Rear Admiral Samuel McGowan, Paymaster General, Intra-Bureau Order Number 166
Intra-Bureau Order No. 166
(Bureau of Supplies and Accounts)
Washington, D. C.
17 April 1917
1. During the last few days there have come to the Paymaster General’s attention, several cases where purchasing officers requested that competition be waived because careful inquiry in the market had developed the fact that articles urgently needed to meet emergency needs could not possibly be obtained except from some one particular firm.
2. It was pointed out in each such instance that nothing could be more inappropriate than approving a “competition waived” requisition under conditions thus described – the reason being that, assuming that the facts were as stated, there was surely the keenest kind of competition imaginable, namely competition among purchasers anxious to obtain the articles (which is necessarily more keen than any competition possibly could be between different firms seeking to supply the same).
3. Whenever any such cases arise – and they unquestionably will from time to time – it is to be distinctly borne in mind that the requisition to cover emergency purchase will contain on its face a plain statement of the exact facts – the use of such words as “competition waived” or other more or less meaningless terms to be scrupulously avoided.
4. When, for good and sufficient reasons established in advance, it does (as it seldom will) become necessary to waive competition, the words “in favor of . . . . . . . .”will not under any circumstances be employed. When competition needs to be waived, it is not in fact waived “in favor of” any firm or person, but because the exigencies of the service make it necessary – competition being waived, if at all, “in favor of” the United States!
5. It can not be too clearly borne in mind, therefore, that the statement on any requisition or other paper that competition has been or is to be waived “in favor of” any outside establishment is misleading and highly objectionable.
6. In this connection, attentionis particularly invited to the following extract from the Paymaster General’s second endorsement 75-2, 402-21, of 20 March 1917, inregard to the undesirability of waiving competition:
“Indeed it is even doubtful whether quicker deliveries are obtained in this way – the reason being that, once it becomes known that competitive bidding is departed from, almost any firm that gets an urgent inquiry is apt to figure less carefully on quoting a low price and at the same time allow itself plenty of latitude in the matter of when the goods shall be delivered.
“In very urgent cases,it is customary of course to make purchase by telephone. When the need for such purchase is known,it takes a very few minutes more to call up two or three or four firms that it takes to call up only one; because nearly any quotation requires some little consideration before it is made.

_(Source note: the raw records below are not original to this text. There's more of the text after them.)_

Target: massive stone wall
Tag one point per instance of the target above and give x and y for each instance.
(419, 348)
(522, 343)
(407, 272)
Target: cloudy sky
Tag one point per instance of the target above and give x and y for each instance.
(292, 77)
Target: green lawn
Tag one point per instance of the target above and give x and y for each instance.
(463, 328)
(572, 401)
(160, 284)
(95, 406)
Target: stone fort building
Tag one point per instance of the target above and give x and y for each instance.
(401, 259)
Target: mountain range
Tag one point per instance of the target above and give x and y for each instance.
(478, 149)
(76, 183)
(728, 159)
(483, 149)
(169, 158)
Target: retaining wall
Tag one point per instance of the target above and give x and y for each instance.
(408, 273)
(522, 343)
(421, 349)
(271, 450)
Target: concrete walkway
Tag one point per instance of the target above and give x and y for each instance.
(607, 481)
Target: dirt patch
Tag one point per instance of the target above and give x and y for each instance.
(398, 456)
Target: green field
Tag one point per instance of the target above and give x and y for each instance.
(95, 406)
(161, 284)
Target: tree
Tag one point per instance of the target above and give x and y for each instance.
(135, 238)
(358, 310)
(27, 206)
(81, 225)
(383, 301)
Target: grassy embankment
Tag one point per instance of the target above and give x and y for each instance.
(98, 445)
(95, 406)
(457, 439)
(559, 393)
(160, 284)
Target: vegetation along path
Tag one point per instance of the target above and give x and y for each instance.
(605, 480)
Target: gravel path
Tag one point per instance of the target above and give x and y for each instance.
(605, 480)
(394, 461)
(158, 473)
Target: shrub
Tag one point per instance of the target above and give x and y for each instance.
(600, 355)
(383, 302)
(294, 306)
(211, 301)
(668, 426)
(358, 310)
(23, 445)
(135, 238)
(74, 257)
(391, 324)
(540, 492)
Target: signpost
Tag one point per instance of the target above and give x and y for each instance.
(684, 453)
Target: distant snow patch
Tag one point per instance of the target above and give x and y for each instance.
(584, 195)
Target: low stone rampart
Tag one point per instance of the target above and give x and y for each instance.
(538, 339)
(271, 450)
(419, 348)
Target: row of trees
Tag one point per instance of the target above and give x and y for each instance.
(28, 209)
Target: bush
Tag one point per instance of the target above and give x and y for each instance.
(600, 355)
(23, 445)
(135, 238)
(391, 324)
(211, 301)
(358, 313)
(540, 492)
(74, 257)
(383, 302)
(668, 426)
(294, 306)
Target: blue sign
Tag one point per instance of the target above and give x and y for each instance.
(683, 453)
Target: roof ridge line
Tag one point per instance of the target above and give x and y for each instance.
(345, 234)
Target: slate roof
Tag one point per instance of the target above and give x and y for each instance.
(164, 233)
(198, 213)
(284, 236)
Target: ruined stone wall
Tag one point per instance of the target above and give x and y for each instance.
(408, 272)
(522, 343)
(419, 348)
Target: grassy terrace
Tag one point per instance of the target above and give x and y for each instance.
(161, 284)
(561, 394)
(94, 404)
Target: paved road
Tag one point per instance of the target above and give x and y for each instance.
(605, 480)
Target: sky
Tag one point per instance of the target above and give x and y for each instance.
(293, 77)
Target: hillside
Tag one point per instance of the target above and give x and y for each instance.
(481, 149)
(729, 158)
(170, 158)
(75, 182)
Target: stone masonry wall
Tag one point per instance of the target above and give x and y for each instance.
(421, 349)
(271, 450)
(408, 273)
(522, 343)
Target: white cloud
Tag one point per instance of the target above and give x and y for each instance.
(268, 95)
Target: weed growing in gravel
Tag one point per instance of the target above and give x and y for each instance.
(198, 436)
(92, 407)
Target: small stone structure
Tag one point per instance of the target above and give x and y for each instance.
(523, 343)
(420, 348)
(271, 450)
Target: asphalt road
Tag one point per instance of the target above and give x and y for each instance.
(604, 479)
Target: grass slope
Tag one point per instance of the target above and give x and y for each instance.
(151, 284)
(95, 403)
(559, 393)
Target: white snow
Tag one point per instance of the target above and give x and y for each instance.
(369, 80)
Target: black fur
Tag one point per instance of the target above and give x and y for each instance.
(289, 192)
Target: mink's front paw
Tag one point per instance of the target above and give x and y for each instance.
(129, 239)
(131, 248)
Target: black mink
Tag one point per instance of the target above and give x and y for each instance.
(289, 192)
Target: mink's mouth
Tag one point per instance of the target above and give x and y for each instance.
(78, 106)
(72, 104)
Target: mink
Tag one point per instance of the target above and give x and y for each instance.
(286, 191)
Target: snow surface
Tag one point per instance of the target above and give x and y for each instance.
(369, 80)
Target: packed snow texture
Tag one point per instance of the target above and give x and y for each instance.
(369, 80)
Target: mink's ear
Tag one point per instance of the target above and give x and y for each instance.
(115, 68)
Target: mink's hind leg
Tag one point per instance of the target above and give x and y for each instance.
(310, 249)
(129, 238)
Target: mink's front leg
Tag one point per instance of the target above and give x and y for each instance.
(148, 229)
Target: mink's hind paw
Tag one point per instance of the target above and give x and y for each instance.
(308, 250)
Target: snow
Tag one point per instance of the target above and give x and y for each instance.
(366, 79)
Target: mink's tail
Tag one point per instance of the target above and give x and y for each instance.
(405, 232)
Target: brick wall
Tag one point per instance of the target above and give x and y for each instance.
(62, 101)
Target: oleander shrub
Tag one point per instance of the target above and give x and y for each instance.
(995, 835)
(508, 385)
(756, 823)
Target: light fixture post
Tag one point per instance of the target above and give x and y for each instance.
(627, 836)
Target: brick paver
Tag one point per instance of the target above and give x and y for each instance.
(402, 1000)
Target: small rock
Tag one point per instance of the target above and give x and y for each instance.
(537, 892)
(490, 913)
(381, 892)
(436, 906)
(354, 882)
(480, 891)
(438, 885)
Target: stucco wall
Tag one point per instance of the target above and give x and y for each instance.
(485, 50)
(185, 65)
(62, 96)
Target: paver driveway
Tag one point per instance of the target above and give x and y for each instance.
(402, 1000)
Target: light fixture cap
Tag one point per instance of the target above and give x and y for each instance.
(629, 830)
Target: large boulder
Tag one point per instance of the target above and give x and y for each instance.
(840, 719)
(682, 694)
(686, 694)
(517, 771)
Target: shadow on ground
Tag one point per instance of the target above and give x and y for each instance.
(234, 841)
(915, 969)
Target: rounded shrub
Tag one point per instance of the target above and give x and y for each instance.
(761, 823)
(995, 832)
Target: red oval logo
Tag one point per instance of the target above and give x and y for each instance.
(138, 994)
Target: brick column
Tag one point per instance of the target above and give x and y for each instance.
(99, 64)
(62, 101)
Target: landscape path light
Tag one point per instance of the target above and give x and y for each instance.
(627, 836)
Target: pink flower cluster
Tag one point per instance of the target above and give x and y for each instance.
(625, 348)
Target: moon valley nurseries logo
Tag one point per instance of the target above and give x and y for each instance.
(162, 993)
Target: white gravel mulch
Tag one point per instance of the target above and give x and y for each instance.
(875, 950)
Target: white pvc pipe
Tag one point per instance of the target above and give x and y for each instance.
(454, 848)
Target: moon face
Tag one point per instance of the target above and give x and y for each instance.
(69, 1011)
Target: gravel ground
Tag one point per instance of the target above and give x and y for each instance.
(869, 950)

“The result will in most cases be found to be that, while the first firm queried is working on its quotation and the time of delivery, it is very easy to call up two or three others – setting the time for decision, say, one hour from the time the original telephone call is made and notifying each of the firms queried that competition is being obtained not only as to price but with respect to time of delivery. The result, under such circumstances, is that each of such firms figures as closely as possible and also cuts down the time limit to the lowest minimum- which, as already point out, is not very apt to be the case if such firm has reason to think that there is no competition.
“In view of all of these facts, the Paymaster General is convinced that nothing much more demoralizing and more completely destructive of the integrity of the Navy’s entire supply system could possibly occur that for this Department to once start in conferring on anybody blanket authority to waive competition.”